Wednesday, September 26, 2018

modifying a false advertising injunction is justified when likelihood that claim is false has changed


De Simone v. VSL Pharmaceuticals, Inc., No. TDC-15-1356, 2018 WL 4567111 (D. Md. Sept. 24, 2018)

De Simone sought modification of a preliminary injunction governing statements it could make about a probiotic product, VSL#3 and its relationship to De Simone’s now-competing product, Visbiome.  (I was a bit critical at the time.) They sought to be able to advertise that ExeGi Pharma was the exclusive provider of the “De Simone Formulation,” the term they have coined for the combination of probiotic strains developed by De Simone and first commercialized in the United States as VSL#3; to cite clinical studies with the term “VSL#3” in the title as part of their promotional materials; and to engage in other speech critical of VSL#3.

As relevant here, the prior order required ExeGi to refrain from “stating or suggesting that the license agreement” between De Simone and VSL had “expired,” or asserting that “VSL#3 will no longer be on the market.” At the time, both products, though differently branded, used the same formulation.
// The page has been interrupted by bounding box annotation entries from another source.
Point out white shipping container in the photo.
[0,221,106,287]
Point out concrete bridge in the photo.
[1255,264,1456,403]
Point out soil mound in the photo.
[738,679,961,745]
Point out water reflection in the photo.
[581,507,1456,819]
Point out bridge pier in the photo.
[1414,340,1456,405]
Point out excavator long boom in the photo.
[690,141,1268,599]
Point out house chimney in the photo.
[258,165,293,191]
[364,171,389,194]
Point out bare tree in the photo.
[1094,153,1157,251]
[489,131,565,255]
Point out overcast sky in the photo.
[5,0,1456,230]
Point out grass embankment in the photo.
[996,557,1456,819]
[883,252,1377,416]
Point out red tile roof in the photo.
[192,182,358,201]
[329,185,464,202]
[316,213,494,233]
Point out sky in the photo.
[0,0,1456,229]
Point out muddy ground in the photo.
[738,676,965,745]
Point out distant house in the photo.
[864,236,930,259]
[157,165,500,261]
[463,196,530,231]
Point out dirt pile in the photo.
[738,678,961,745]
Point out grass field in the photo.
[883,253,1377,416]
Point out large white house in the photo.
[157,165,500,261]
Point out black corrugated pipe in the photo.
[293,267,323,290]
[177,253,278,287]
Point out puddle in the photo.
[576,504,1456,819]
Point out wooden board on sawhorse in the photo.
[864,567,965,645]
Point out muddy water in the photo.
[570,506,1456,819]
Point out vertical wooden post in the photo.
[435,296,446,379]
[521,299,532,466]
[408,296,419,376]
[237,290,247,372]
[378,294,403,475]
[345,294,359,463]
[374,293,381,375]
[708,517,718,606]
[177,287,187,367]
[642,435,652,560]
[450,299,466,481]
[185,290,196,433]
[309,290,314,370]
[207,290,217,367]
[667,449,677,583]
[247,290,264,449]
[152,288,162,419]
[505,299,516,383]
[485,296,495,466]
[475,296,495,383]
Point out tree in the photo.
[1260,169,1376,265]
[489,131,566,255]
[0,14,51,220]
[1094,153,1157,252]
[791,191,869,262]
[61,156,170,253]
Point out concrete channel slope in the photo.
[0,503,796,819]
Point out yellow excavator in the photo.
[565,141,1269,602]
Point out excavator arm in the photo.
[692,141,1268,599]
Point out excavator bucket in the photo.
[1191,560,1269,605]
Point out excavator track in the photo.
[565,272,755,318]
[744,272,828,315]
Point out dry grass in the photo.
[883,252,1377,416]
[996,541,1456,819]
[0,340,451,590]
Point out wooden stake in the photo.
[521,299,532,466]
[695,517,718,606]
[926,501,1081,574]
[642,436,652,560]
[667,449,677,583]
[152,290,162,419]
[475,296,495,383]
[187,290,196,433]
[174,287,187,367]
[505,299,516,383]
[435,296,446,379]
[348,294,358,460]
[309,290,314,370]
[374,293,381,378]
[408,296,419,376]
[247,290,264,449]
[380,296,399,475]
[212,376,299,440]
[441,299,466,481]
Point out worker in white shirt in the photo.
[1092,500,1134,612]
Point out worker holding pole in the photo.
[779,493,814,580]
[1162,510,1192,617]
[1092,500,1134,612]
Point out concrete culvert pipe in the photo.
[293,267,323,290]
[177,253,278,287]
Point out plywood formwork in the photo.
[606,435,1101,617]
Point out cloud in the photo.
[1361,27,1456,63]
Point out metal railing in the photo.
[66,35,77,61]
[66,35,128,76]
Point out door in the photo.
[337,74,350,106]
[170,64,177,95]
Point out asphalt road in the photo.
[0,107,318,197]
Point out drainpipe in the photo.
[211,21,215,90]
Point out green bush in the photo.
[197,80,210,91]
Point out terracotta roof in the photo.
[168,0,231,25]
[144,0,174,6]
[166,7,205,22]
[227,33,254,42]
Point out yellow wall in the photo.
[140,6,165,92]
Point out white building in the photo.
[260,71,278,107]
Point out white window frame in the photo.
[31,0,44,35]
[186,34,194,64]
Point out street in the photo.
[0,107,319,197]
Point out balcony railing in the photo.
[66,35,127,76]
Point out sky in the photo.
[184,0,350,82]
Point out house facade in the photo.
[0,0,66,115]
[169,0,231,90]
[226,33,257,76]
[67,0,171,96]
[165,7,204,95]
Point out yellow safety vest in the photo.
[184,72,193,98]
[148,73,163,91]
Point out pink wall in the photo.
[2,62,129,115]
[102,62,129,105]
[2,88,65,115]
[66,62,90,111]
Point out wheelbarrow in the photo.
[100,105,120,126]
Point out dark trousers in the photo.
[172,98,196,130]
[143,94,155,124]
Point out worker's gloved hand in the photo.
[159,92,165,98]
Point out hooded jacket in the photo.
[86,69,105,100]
Thus, Visbiome’s exclusivity statements were false advertising. The court also enjoined (apparently 100% truthful) Visbiome statements that studies with “VSL#3” in the title constituted studies relating to the “De Simone Formulation.”

The De Simone parties returned to court, arguing that the VSL product was no longer made under De Simone’s formulation, resulting in a clinically different composition; VSL agreed that production was now elsewhere but argued that the changes weren’t clinically significant, and that any changes were the result of De Simone’s breach of his fiduciary duty so they shouldn’t be allowed to be communicated to the public.  [You can tell my feelings about that last part.]

A court has the power “to modify an injunction in adaptation to changed conditions.”

The court didn’t let De Simone speak truthfully by citing studies that use the term VSL#3 in the title (while studying the De Simone formulation). The court previously found the extensive use of the citations to be confusing and concluded that “[e]ven if ExeGi has a reason to refer to those studies because Visbiome is, as a scientific matter, the same formulation that was subjected to those trials, that scientific equivalence cannot be used as an opportunity or excuse to erode VSL’s trademark.”  Again, “eroding” a trademark isn’t a thing, but the court determined that the change in the VSL product’s formulation didn’t constitute a relevant change for trademark purposes.  [Which is an interesting variant on the fact that trademark doesn’t actually protect the public from changes in quality initiated by the trademark owner.]  So now, the De Simone defendants are infringing if they truthfully refer to the studies, while VSL might be falsely advertising (if the formulation is indeed materially different) if they refer to the studies. 

However, conditions did change as to representations of exclusivity. At the time of the old order, while the license agreement between De Simone and VSL had recently expired, VSL continued to have inventory of product produced under that agreement, so De Simone’s statements at that time that they were the “exclusive” provider of the De Simone formulation constituted false advertising. That’s no longer true, and promotional materials including those touting VSL#3 as dairy-free, now made clear that VSL#3 and Visbiome were no longer exactly the same, removing the factual predicate of the injunction about exclusivity statements. At a minimum, the likelihood of success of a false advertising claim against the exclusivity statements had changed: though VSL had offered explanations for the composition discrepancies, and criticized De Simone’s published studies as biased, they hadn’t submitted a comparable published study indicating that the current versions of VSL#3 and Visbiome were identical or even functionally equivalent. Plus, the balance of equities had shifted because VSL#3 has been marketed as “the same quality product, containing the same genus and species of bacteria, in the same proportions that you have come to expect,” while ExeGi couldn’t dispute that.

Thus, the injunction would no longer bar assertions that the licensing agreement between De Simone and VSL has expired and that ExeGi is the exclusive provider of the De Simone formulation, but the court refused to declare broadly that ExeGi is free to “engage in commercial speech critical of its competitor’s products.” This was warranted particularly because the De Simone parties had a history of stretching the court’s orders to the breaking point, and also because a trial was upcoming to resolve the factual disputes. Until trial, the exclusivity statement would have to read: “We believe that ExeGi is the exclusive provider of the De Simone Formulation because it is our position that the current version of VSL#3 uses a different formulation. Whether VSL#3 presently uses the De Simone Formulation is the subject of pending litigation in federal court.”